Most people inherit a version of a gene that optimizes their brain's thinking circuitry, yet also appears to increase risk for schizophrenia, a severe mental illness marked by impaired thinking, scientists at the National Institutes of Health's (NIH) National Institute of Mental Health (NIMH) have discovered. The seeming paradox emerged from the first study to explore the effects of variation in the human gene for a brain master switch, DARPP-32.
The researchers identified a common version of the gene and showed how it impacts the way two key brain regions exchange information, affecting a range of functions from general intelligence to attention.
Three fourths of subjects studied had at least one copy of the version that results in more efficient filtering of information processed by the brain's executive hub, the prefrontal cortex. However, the same version was also more prevalent among people who developed schizophrenia, a severe mental illness marked by delusions, hallucinations and impaired emotion that affects one percent of the population.
"We have found that DARPP-32 shapes and controls a circuit coursing between the human striatum and prefrontal cortex that affects key brain functions implicated in schizophrenia, such as motivation, working memory and reward related learning," explained Andreas Meyer-Lindenberg, M.D.

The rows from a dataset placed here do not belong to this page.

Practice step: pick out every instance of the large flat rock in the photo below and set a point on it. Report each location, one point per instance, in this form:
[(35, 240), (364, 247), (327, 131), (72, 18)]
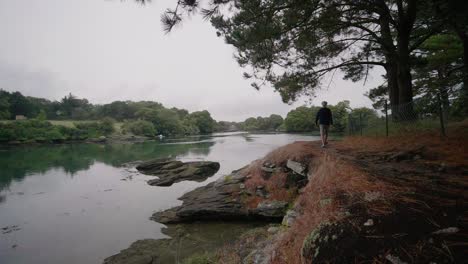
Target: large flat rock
[(184, 241), (220, 200), (170, 171)]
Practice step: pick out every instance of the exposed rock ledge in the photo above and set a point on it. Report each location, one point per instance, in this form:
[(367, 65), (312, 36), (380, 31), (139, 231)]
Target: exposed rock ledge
[(221, 200), (170, 171)]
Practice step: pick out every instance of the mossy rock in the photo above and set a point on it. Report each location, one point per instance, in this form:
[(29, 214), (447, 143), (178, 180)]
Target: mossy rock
[(330, 242)]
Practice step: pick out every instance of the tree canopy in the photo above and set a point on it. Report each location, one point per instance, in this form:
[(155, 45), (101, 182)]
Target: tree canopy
[(296, 45)]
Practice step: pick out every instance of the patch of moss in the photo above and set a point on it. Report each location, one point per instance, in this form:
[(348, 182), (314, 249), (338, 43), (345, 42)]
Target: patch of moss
[(227, 178), (204, 258)]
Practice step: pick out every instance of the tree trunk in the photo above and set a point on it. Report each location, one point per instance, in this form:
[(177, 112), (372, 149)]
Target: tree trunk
[(392, 83), (406, 18), (465, 69), (405, 86)]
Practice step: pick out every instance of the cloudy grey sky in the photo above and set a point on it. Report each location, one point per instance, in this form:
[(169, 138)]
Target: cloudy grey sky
[(106, 50)]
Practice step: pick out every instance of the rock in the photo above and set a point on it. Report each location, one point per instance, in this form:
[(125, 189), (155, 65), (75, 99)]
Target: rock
[(413, 154), (273, 229), (9, 229), (170, 171), (448, 230), (330, 243), (289, 218), (369, 222), (261, 192), (273, 209), (215, 201), (372, 196), (220, 200), (295, 180), (394, 259), (268, 169), (297, 167), (325, 202), (184, 241)]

"Our results raise the question of whether a gene variant favored by evolution, that would normally confer advantage, may translate into a disadvantage if the prefrontal cortex is impaired, as in schizophrenia," added Daniel Weinberger, M.D. "Normally, enhanced cortex connectivity with the striatum would provide increased flexibility, working memory capacity and executive control. But if other genes and environmental events conspire to render the cortex incapable of handling such information, it could backfire -- resulting in the neural equivalent of a superhighway to a dead-end."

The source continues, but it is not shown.